I imagine that Sunday 30 April 2017 might surpass this!
Interestingly, there was not a similar spike in the November exams – perhaps because there are fewer students? For the entire month of November, according to the country data, the only November session country in the top ten was Singapore.
This is still amazing to me – that something I publish can be read and used by students from 109 countries on every inhabited continent! The top ten countries in order are: USA, Cambodia, Canada, the UK, Hong Kong, Singapore, UAE, Germany, Australia and Switzerland. Not surprising, as according to the May 2016 Statistical Bulletin, the USA (1), Canada (2), UK (3) and Hong Kong (10) are all in the top ten countries for IB candidates. It would be great to hit every country with an IBDP program!
How do they get here?
Besides search engines (the biggest source of visitors- 2676 in 2016) most people hear about the blog via twitter (168 views over 2016). I know a lot of high school students don’t necessarily use twitter so I need to think of some other ways to engage with them – any ideas would be welcome!

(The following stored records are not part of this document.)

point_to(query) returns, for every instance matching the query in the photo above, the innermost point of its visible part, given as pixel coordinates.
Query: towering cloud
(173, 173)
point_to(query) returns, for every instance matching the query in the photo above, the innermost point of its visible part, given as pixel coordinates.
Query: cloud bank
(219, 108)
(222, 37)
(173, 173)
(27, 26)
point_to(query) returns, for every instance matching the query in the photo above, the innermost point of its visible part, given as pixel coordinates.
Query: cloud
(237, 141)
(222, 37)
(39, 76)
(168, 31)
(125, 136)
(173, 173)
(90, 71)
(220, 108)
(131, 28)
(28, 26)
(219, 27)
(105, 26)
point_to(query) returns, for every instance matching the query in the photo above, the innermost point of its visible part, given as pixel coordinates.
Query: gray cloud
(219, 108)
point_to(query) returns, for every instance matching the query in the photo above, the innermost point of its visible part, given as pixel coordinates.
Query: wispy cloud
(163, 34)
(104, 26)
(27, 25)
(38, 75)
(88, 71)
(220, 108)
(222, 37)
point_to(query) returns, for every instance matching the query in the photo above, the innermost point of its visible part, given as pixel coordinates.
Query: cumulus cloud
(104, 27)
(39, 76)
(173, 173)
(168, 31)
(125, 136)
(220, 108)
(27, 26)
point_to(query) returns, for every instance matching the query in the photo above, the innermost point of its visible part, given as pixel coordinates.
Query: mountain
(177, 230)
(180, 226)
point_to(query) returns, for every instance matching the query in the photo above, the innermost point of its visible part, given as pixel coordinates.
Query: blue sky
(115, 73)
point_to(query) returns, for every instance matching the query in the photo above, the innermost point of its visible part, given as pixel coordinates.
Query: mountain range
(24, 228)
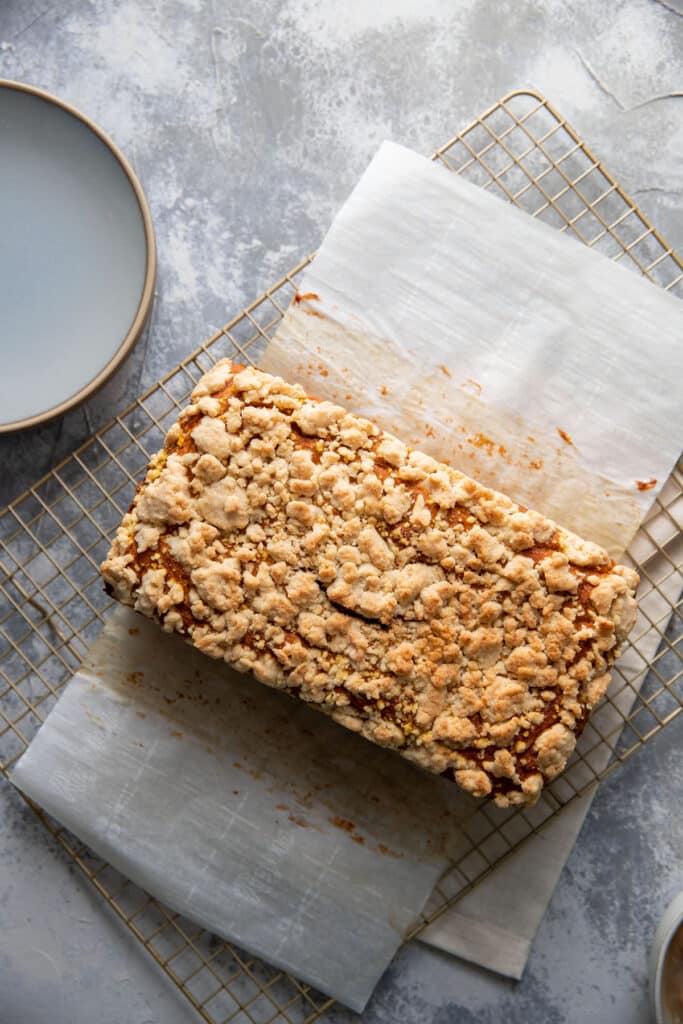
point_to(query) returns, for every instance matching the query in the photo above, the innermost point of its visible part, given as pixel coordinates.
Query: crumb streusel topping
(417, 607)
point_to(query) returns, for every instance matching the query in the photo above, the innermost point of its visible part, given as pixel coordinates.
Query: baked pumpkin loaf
(415, 606)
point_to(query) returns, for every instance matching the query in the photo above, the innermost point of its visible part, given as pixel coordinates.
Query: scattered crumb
(342, 823)
(481, 441)
(387, 851)
(474, 385)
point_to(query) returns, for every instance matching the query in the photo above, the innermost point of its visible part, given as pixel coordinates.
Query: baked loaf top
(419, 608)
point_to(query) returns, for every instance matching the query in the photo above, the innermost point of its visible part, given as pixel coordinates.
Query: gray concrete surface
(248, 124)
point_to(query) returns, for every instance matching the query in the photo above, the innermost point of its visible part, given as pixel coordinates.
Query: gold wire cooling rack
(53, 538)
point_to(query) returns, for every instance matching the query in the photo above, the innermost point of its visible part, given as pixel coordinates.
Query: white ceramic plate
(77, 257)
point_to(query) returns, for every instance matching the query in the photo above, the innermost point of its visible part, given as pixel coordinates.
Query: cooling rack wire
(53, 537)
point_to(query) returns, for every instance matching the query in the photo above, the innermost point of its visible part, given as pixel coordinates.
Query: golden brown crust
(414, 605)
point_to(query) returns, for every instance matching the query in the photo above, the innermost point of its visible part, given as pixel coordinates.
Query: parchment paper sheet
(246, 810)
(482, 337)
(491, 341)
(452, 321)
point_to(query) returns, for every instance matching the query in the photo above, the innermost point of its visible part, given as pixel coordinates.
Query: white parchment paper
(477, 335)
(519, 356)
(246, 810)
(494, 343)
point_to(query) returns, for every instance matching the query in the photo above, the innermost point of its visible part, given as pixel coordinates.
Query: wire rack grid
(53, 537)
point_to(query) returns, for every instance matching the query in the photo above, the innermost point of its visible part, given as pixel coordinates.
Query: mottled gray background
(248, 124)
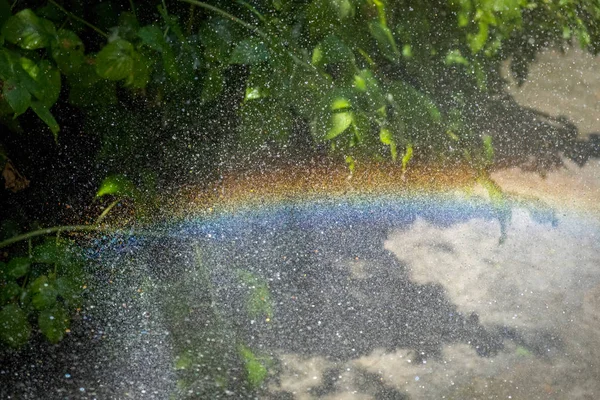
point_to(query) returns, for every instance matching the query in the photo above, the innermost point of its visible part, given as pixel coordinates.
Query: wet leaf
(17, 267)
(213, 85)
(385, 40)
(386, 138)
(117, 185)
(116, 60)
(338, 123)
(43, 293)
(249, 51)
(17, 96)
(255, 370)
(43, 112)
(9, 291)
(53, 323)
(27, 30)
(14, 328)
(68, 51)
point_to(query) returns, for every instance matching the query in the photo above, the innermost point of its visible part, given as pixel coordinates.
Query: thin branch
(252, 28)
(107, 210)
(132, 7)
(76, 18)
(47, 231)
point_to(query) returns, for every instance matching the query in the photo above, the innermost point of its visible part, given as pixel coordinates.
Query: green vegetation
(45, 286)
(164, 91)
(365, 77)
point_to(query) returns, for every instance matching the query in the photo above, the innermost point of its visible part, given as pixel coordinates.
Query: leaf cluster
(43, 289)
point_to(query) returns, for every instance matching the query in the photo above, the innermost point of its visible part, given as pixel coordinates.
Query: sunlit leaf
(385, 136)
(249, 51)
(255, 370)
(14, 328)
(17, 96)
(213, 85)
(116, 60)
(9, 291)
(17, 267)
(43, 293)
(338, 123)
(53, 323)
(385, 40)
(117, 185)
(407, 157)
(43, 112)
(68, 51)
(27, 30)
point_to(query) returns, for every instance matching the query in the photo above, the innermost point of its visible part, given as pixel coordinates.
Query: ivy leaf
(117, 185)
(27, 30)
(153, 38)
(43, 293)
(338, 123)
(9, 291)
(53, 323)
(17, 96)
(5, 12)
(212, 86)
(17, 267)
(14, 328)
(140, 73)
(69, 291)
(116, 60)
(249, 51)
(68, 51)
(88, 89)
(386, 138)
(43, 112)
(385, 40)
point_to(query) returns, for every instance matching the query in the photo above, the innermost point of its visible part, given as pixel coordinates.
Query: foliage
(368, 77)
(43, 289)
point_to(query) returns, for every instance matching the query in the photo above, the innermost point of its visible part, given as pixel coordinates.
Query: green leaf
(255, 370)
(48, 252)
(140, 73)
(68, 51)
(17, 96)
(27, 30)
(476, 42)
(249, 51)
(213, 85)
(43, 112)
(5, 12)
(153, 38)
(88, 89)
(53, 323)
(116, 60)
(488, 149)
(385, 40)
(46, 81)
(14, 328)
(69, 290)
(406, 158)
(117, 185)
(8, 292)
(17, 267)
(43, 293)
(386, 138)
(338, 123)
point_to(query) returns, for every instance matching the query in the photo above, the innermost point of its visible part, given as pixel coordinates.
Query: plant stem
(252, 28)
(107, 210)
(132, 7)
(76, 18)
(46, 231)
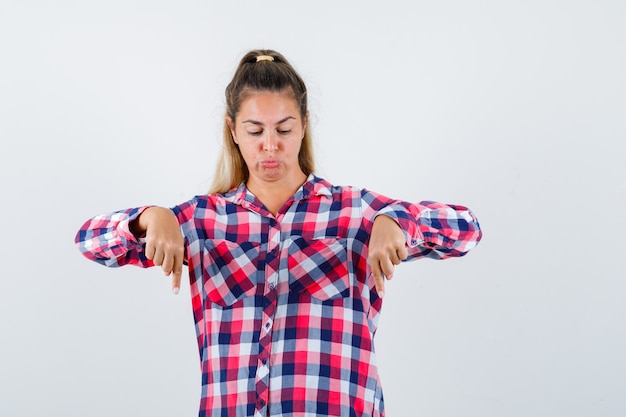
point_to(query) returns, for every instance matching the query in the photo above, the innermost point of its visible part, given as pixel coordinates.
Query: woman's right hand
(164, 241)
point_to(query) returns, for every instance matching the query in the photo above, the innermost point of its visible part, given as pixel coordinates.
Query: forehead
(268, 105)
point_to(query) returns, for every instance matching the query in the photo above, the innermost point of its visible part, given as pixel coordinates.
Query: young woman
(286, 270)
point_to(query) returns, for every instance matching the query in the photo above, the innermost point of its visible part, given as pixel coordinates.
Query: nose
(269, 142)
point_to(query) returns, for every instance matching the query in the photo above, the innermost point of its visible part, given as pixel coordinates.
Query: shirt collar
(313, 186)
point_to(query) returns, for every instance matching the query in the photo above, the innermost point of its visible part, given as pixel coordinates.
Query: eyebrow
(255, 122)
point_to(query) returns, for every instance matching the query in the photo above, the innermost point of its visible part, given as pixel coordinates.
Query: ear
(231, 126)
(305, 121)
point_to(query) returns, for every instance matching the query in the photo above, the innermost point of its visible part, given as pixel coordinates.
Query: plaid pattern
(285, 307)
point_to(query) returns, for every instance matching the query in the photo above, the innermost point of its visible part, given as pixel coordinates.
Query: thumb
(176, 278)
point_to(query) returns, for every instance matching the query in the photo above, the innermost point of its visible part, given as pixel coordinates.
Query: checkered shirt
(285, 306)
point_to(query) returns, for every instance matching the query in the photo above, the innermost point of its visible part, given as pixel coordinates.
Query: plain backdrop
(516, 109)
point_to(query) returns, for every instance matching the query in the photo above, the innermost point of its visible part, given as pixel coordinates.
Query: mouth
(271, 163)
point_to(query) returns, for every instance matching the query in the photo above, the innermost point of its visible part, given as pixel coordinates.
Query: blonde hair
(272, 73)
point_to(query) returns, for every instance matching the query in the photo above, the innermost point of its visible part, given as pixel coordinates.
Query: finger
(379, 282)
(168, 264)
(157, 259)
(177, 271)
(176, 278)
(403, 253)
(149, 251)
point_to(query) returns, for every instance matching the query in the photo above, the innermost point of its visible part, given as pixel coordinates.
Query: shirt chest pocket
(232, 270)
(319, 268)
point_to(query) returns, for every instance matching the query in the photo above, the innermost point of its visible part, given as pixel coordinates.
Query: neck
(274, 194)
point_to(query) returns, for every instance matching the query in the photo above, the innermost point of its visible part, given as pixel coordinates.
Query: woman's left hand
(387, 248)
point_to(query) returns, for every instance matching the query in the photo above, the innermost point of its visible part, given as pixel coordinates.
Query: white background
(513, 108)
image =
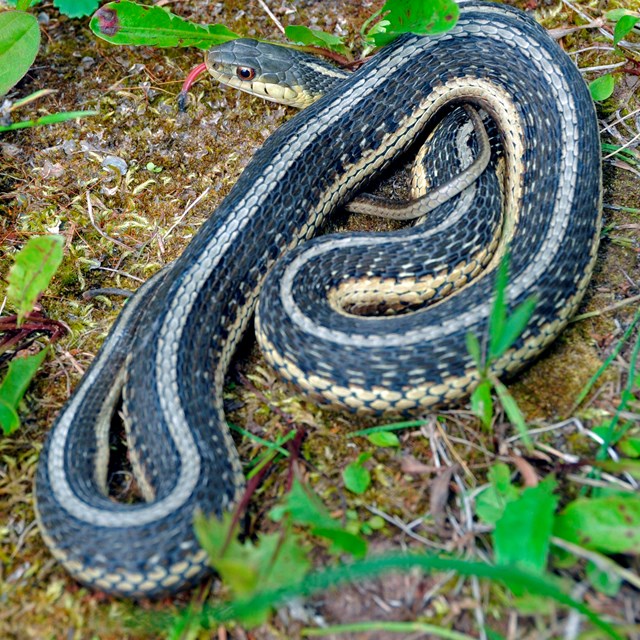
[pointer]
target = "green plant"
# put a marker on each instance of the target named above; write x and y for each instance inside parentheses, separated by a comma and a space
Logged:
(33, 268)
(129, 23)
(624, 22)
(19, 44)
(503, 330)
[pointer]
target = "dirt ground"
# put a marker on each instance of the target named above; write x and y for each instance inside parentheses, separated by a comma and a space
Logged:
(142, 218)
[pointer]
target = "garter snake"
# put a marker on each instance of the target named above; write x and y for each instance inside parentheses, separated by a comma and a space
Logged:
(163, 364)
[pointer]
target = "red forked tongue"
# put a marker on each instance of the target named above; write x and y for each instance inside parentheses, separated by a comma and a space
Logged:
(191, 78)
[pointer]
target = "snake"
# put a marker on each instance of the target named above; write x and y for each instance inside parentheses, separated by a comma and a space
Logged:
(319, 316)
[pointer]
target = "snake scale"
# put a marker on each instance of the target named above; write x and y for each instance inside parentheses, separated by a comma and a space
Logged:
(163, 364)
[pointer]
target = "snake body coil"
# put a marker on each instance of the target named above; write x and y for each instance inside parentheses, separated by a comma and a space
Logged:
(167, 353)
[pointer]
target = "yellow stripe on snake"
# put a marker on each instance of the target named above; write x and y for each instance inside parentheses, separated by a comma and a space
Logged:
(164, 362)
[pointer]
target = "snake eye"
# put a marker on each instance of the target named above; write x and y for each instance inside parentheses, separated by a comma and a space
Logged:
(246, 73)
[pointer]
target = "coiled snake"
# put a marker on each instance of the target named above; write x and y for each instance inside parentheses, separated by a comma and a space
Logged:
(166, 356)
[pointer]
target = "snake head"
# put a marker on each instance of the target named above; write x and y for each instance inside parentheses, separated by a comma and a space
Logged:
(272, 72)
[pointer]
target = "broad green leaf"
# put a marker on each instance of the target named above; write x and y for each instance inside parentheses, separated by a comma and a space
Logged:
(623, 27)
(19, 43)
(303, 35)
(514, 325)
(9, 419)
(521, 537)
(603, 581)
(602, 88)
(14, 386)
(76, 8)
(384, 439)
(610, 524)
(32, 270)
(356, 477)
(52, 118)
(343, 541)
(491, 502)
(274, 561)
(416, 16)
(482, 403)
(630, 447)
(304, 507)
(130, 23)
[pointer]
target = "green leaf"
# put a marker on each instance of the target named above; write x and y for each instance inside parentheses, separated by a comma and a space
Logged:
(303, 35)
(491, 502)
(356, 477)
(384, 439)
(416, 16)
(304, 507)
(514, 325)
(333, 577)
(610, 524)
(76, 8)
(32, 270)
(130, 23)
(474, 349)
(275, 560)
(9, 419)
(343, 541)
(615, 14)
(624, 465)
(604, 581)
(522, 535)
(52, 118)
(623, 27)
(630, 447)
(19, 43)
(498, 315)
(602, 88)
(14, 386)
(482, 403)
(513, 411)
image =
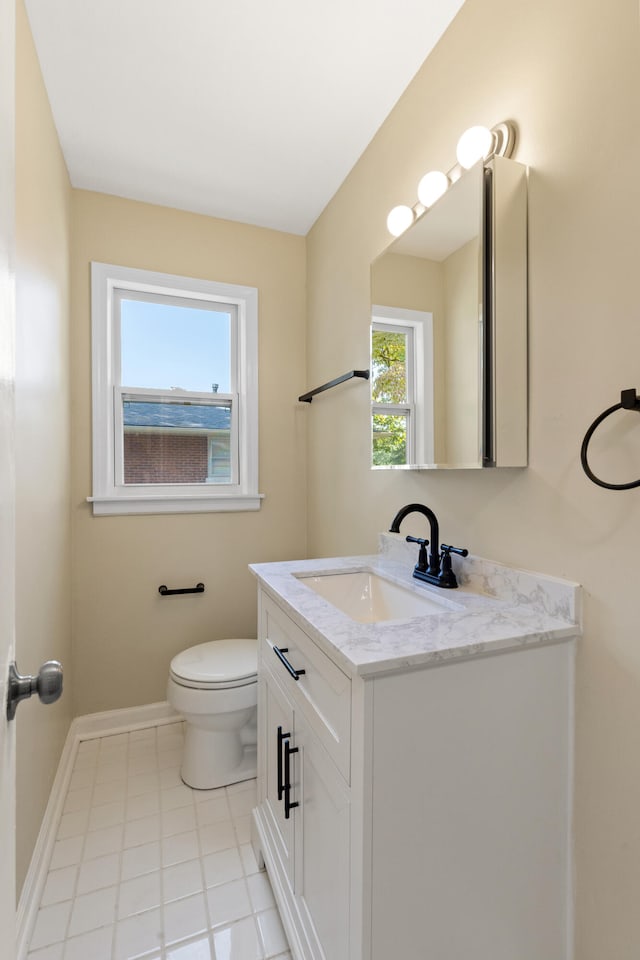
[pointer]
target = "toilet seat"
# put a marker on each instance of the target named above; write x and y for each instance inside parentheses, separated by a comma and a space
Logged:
(217, 665)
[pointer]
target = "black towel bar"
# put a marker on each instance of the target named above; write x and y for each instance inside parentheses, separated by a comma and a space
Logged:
(308, 397)
(165, 592)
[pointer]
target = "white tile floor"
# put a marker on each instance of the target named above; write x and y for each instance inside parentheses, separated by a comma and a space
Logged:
(143, 866)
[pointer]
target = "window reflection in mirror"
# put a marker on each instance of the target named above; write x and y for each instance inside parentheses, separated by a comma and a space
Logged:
(429, 282)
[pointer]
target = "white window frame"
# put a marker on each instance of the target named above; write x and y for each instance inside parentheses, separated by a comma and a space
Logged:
(419, 407)
(111, 496)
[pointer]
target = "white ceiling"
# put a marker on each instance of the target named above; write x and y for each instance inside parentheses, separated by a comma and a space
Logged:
(249, 110)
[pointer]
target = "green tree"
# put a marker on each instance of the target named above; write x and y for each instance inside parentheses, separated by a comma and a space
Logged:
(389, 385)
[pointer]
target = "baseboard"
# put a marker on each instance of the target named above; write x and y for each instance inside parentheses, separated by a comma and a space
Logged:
(87, 727)
(110, 722)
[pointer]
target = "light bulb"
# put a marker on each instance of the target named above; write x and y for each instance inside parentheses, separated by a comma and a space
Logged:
(399, 220)
(474, 144)
(432, 186)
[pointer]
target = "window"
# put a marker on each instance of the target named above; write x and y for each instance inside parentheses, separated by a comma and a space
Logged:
(401, 387)
(175, 393)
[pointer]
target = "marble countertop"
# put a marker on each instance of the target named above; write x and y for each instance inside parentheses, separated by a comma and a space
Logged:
(495, 609)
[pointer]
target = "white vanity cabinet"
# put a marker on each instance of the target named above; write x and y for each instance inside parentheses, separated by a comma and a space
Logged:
(429, 805)
(303, 790)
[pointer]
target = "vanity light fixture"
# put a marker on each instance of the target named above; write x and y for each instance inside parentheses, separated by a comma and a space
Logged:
(431, 187)
(399, 220)
(475, 144)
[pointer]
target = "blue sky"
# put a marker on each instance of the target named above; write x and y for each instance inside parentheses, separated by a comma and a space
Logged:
(166, 346)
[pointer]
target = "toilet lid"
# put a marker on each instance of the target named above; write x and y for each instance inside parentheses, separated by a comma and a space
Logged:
(219, 662)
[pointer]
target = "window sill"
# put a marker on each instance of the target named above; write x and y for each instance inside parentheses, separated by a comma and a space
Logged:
(216, 503)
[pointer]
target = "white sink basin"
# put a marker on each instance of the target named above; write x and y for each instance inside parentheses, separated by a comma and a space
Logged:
(368, 598)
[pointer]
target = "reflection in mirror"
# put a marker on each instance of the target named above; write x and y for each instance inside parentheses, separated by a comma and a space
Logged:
(436, 392)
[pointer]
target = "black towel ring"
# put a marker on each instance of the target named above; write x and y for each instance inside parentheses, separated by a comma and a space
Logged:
(628, 401)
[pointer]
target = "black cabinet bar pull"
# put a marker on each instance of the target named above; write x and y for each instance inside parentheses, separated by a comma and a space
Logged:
(281, 739)
(288, 806)
(164, 591)
(280, 654)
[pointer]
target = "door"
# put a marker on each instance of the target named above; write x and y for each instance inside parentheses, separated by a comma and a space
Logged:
(322, 847)
(279, 736)
(7, 495)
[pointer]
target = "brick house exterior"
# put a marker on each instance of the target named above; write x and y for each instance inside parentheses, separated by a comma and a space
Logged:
(176, 443)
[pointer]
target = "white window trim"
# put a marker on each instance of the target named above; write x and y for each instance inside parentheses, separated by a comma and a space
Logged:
(420, 431)
(111, 498)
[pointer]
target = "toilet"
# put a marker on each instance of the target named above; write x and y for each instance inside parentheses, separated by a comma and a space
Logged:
(215, 687)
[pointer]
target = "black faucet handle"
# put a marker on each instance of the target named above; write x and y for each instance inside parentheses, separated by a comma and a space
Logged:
(461, 551)
(423, 560)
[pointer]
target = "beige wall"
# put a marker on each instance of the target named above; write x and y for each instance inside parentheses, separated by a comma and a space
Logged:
(569, 75)
(125, 634)
(43, 531)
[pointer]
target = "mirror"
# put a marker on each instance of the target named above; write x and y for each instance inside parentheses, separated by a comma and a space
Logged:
(448, 330)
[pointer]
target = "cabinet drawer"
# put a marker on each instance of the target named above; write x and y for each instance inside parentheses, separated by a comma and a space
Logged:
(322, 692)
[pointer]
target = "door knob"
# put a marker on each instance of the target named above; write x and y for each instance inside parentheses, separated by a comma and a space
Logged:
(47, 684)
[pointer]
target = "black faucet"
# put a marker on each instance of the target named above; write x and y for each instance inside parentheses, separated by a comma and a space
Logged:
(436, 568)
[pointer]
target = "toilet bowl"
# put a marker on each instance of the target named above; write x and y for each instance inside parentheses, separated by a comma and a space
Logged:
(215, 687)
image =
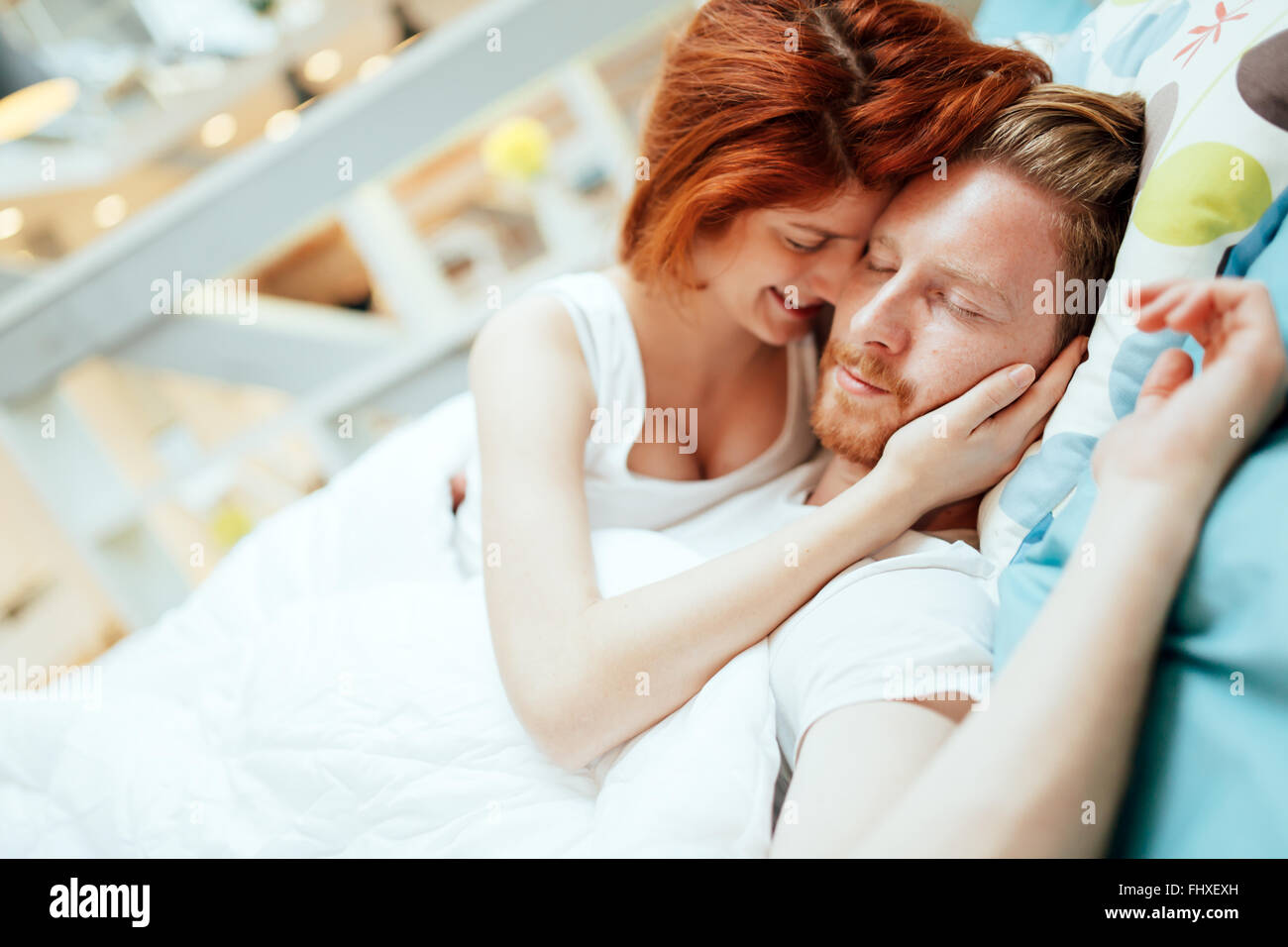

So there it is – two years of data on the Nature of Science blog. It would be remiss of me as a science teacher not to review the numbers and use them to help guide the site forwards.
Thanks to all who have followed, commented, liked or retweeted the blog – what began as a way to help my own students has developed into something much larger and I hope I can continue to make this a valuable resource for students and teachers worldwide.
As always, please let me know what you think!